The extent of Hunt’s reduction will also be crucial, as our energy correspondent Alex Lawson explained last weekend:
It has been reported that support could be cut by as much as half, potentially pushing up the “government-supported price” beyond £400 per MWh for electricity and £150 per MWh for gas, he says here.
The good news for businesses is that warmer-than-usual winter weather in northern Europe has helped to pull down wholesale energy costs in recent weeks.
But wholesale gas prices are still over double their levels two years ago, despite dropping back from their highs after the Ukraine invasion last year.
Also coming up today
A leading thinktank has warned that British households are only halfway through a two-year cost of living crisis which will wipe over £2,000 off average incomes.
Typical disposable incomes for working-age family households are on track to fall by 3% in this financial year, and by 4% in the year to April 2024, according to the Resolution Foundation.
Resolution’s annual Living Standards Outlook for 2023 finds that only incomes of the very richest will rise, while middle-income households will struggle to make ends meet after an average £2,100 loss.

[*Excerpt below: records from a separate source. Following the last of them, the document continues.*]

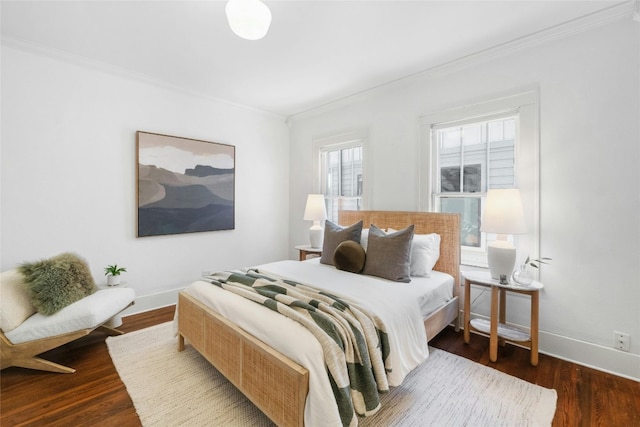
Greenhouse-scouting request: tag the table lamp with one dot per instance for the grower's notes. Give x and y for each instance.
(503, 215)
(316, 212)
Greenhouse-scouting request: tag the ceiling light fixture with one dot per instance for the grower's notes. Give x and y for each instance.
(249, 19)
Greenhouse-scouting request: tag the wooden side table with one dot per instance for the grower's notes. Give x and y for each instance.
(306, 250)
(496, 328)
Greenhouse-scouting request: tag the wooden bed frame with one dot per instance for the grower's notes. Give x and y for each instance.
(277, 385)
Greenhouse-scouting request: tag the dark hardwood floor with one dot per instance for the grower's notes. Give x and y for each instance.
(95, 396)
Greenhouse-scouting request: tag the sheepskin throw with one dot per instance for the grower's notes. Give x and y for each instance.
(56, 282)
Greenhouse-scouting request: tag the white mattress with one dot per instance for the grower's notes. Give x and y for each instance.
(401, 306)
(88, 313)
(430, 292)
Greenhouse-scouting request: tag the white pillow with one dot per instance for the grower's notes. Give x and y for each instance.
(364, 238)
(425, 251)
(15, 303)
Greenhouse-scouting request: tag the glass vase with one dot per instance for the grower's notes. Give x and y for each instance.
(522, 275)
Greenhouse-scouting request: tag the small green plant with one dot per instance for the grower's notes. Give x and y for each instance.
(114, 270)
(535, 263)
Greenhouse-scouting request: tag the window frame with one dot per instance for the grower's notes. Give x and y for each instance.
(527, 158)
(338, 142)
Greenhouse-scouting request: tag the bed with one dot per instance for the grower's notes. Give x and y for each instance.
(276, 383)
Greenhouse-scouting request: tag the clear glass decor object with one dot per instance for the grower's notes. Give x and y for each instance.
(522, 275)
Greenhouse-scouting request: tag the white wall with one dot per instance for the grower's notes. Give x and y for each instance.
(69, 181)
(589, 86)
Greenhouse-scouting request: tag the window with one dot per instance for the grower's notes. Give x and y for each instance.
(467, 151)
(470, 159)
(341, 177)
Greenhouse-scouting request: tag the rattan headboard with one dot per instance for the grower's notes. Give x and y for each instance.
(447, 225)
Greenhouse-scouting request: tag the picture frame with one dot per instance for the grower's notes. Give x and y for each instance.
(184, 185)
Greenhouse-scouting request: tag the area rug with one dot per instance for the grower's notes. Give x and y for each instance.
(171, 388)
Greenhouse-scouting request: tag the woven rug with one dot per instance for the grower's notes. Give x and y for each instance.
(171, 388)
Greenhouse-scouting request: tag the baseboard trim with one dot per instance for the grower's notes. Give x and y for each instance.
(153, 301)
(596, 356)
(590, 355)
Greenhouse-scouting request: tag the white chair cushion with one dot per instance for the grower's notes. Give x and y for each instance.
(88, 313)
(15, 304)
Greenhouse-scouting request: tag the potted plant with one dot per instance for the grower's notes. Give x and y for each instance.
(113, 274)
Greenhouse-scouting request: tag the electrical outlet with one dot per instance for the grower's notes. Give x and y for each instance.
(621, 341)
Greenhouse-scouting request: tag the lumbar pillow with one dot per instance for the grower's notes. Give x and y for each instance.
(15, 304)
(334, 235)
(389, 255)
(56, 282)
(349, 256)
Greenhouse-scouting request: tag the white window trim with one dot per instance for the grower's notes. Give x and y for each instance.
(336, 141)
(527, 171)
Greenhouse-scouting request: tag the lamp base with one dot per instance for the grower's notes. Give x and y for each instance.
(501, 257)
(316, 235)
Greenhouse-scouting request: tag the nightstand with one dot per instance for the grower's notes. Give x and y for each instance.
(306, 250)
(496, 328)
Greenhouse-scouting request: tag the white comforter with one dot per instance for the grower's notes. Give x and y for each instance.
(397, 304)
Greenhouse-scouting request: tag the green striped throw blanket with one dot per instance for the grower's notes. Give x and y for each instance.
(354, 341)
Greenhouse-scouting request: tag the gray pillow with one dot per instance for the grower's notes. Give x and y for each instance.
(389, 255)
(334, 235)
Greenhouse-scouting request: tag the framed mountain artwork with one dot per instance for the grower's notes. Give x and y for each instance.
(184, 185)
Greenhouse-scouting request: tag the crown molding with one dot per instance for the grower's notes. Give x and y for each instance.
(81, 61)
(594, 20)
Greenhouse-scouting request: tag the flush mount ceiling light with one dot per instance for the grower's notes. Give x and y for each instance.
(249, 19)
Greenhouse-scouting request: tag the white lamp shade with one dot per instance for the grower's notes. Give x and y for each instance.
(249, 19)
(503, 213)
(315, 209)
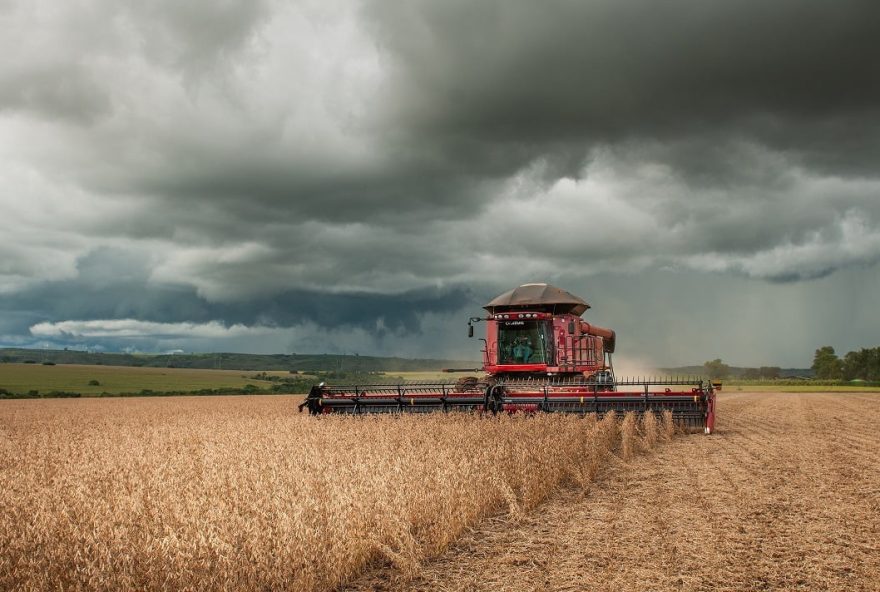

This income squeeze has fuelled industrial unrest across the UK in recent months, with strikes on the railways, in the civil service and within the NHS.
Ministers are set to hold a series of meetings with union leaders today. Rail minister Huw Merriman will hold talks with railway union bosses, who insist the Government is blocking a deal to end the long-running row over pay, jobs and conditions.
European stock markets are expected to open higher, as investors cling to hopes that the inflation squeeze may have peaked.